The result is that a secular indoctrination on the subject of human sexuality erodes the very foundation of our humanness. For evidence of this, just open your eyes and look around.
For among other things, this means that human sexuality has a purpose, a meaning, a telos, that is entirely wrapped up with what it means to be human. To the extent that it is depersonalized, it is broken. The whole human is in each part of the human; this whole is orthoparadoxically relational, not isolated (here is where you might begin to intuit how man is indeed in the image of the Trinity).
This line of thought was provoked by a couple of books I'm reading, The Wholeness of Nature and Thinking Beyond Darwin. You might say that seeing the wholeness of nature is a consequence of thinking beyond Darwin (and vice versa).
For our purposes, what this means is that a human is again a human, not animal plus x. Contrary to Darwinian fundamentalism, man is not the sum of his accidental and contingent adaptations; or, if he were, we could never know it, because our mental life would be just a contingent adaptation. There would be no reason to believe that man somehow transcends his own contingency, for if he does, that puts the kibosh on Darwin.

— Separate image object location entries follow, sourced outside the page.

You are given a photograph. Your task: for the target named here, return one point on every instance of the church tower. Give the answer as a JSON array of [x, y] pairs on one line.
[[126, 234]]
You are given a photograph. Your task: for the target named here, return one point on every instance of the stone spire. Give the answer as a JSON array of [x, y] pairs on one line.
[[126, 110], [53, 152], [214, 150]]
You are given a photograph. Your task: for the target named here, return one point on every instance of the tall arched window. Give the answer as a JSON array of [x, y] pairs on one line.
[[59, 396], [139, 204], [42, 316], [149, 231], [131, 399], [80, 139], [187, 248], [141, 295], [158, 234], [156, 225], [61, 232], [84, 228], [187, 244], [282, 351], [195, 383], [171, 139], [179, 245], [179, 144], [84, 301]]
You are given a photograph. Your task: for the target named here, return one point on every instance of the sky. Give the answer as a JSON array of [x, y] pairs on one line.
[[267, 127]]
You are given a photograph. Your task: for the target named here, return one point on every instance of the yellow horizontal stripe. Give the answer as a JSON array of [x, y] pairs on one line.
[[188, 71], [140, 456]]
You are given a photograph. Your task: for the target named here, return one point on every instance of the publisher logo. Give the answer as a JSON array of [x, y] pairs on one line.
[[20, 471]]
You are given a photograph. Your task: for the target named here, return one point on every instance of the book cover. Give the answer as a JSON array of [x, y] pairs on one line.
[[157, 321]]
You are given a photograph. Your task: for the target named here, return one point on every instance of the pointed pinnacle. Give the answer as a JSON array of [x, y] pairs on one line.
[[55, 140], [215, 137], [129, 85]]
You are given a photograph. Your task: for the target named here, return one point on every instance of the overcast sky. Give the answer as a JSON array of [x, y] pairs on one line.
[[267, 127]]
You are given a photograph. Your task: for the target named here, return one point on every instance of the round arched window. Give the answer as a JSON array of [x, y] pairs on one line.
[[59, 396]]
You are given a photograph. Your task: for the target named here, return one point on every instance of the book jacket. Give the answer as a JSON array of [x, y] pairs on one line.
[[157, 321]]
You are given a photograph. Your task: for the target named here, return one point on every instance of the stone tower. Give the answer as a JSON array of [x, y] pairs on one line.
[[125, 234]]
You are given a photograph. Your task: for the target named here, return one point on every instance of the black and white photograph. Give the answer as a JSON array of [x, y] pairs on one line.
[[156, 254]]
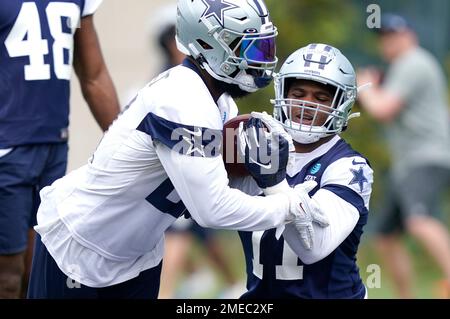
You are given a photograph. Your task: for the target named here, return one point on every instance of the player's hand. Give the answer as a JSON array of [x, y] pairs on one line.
[[265, 152], [305, 212], [274, 127]]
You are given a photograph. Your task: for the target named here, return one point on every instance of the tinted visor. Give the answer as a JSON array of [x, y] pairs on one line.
[[258, 50]]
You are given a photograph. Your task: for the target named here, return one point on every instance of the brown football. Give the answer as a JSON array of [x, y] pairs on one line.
[[233, 163]]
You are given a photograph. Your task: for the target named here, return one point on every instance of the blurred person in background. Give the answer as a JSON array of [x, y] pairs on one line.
[[412, 103], [38, 40], [185, 233]]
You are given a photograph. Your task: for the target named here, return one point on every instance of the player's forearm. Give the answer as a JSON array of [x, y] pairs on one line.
[[102, 99], [342, 217], [202, 185]]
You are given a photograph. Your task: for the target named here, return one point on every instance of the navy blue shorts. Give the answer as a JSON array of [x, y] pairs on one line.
[[23, 173], [49, 282]]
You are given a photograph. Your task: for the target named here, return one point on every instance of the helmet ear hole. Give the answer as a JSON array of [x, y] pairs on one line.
[[204, 45]]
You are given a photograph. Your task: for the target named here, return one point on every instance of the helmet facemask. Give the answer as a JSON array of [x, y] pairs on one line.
[[307, 121]]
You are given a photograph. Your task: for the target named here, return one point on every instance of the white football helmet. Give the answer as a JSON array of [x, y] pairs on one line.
[[324, 64], [233, 40]]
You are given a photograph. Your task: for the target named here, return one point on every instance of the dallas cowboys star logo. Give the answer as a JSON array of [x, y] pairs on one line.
[[216, 8], [358, 178]]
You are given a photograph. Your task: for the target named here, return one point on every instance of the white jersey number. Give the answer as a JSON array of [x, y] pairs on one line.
[[25, 39], [286, 270]]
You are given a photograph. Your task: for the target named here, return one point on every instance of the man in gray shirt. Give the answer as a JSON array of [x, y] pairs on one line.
[[412, 102]]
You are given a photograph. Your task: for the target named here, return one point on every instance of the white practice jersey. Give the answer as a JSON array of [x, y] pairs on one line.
[[159, 159]]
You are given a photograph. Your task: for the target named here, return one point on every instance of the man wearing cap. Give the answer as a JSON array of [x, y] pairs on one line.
[[412, 102]]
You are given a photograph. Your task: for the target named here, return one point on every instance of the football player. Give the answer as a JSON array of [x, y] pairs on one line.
[[315, 90], [102, 226], [39, 40]]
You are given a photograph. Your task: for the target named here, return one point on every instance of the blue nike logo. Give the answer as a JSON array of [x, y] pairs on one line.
[[358, 163]]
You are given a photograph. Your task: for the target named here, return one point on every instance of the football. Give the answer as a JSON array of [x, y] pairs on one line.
[[234, 164]]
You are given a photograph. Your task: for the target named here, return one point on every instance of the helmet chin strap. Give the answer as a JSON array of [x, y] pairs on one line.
[[246, 82]]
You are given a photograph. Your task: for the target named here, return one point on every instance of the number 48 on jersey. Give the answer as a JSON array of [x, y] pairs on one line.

We need to avoid the other extreme as well, for it is not as if man is like an immature seed that grows to manhood; it is not as if we are born a Little Man that simply grows in a linear manner into the Big Man. Rather, remember the principle of relation: we are always related, and our relations will to a large extent determine the man we become. And we are always becoming, because relation is to process as stasis is to object.
Kranich makes an important point that is also raised in MOTT, only scientifically instead of... tarotistically. That is, in the absence of any knowledge of human beings, it would never occur to you that an ape is just a human waiting to happen -- a prehuman if you will.
On the opposable hand, assuming knowledge of human beings, then apes become understandable in light of this. Again, man is not ape plus x; rather, the ape is human minus y. And it is an awfully big y. Indeed, the variable y is infinite, such that the gap between ape and man is equally infinite. If you don't believe me, try talking to an ape about the square root of two, or how far pi extends, or why there is always a Why -- i.e., how we know we are incomplete in light of a Completeness to which (or to whom) we relate via faith and intuition.
In conclusion, the recovered psychiatrist Theodore Dalrymple has a new book on How Psychology Evades Morality. One way it does this is by starting its analysis of man with something less than man. Only man can be moral, so if that bugs you, just divide him into various animal parts that operate in a deterministic manner. Problem solved.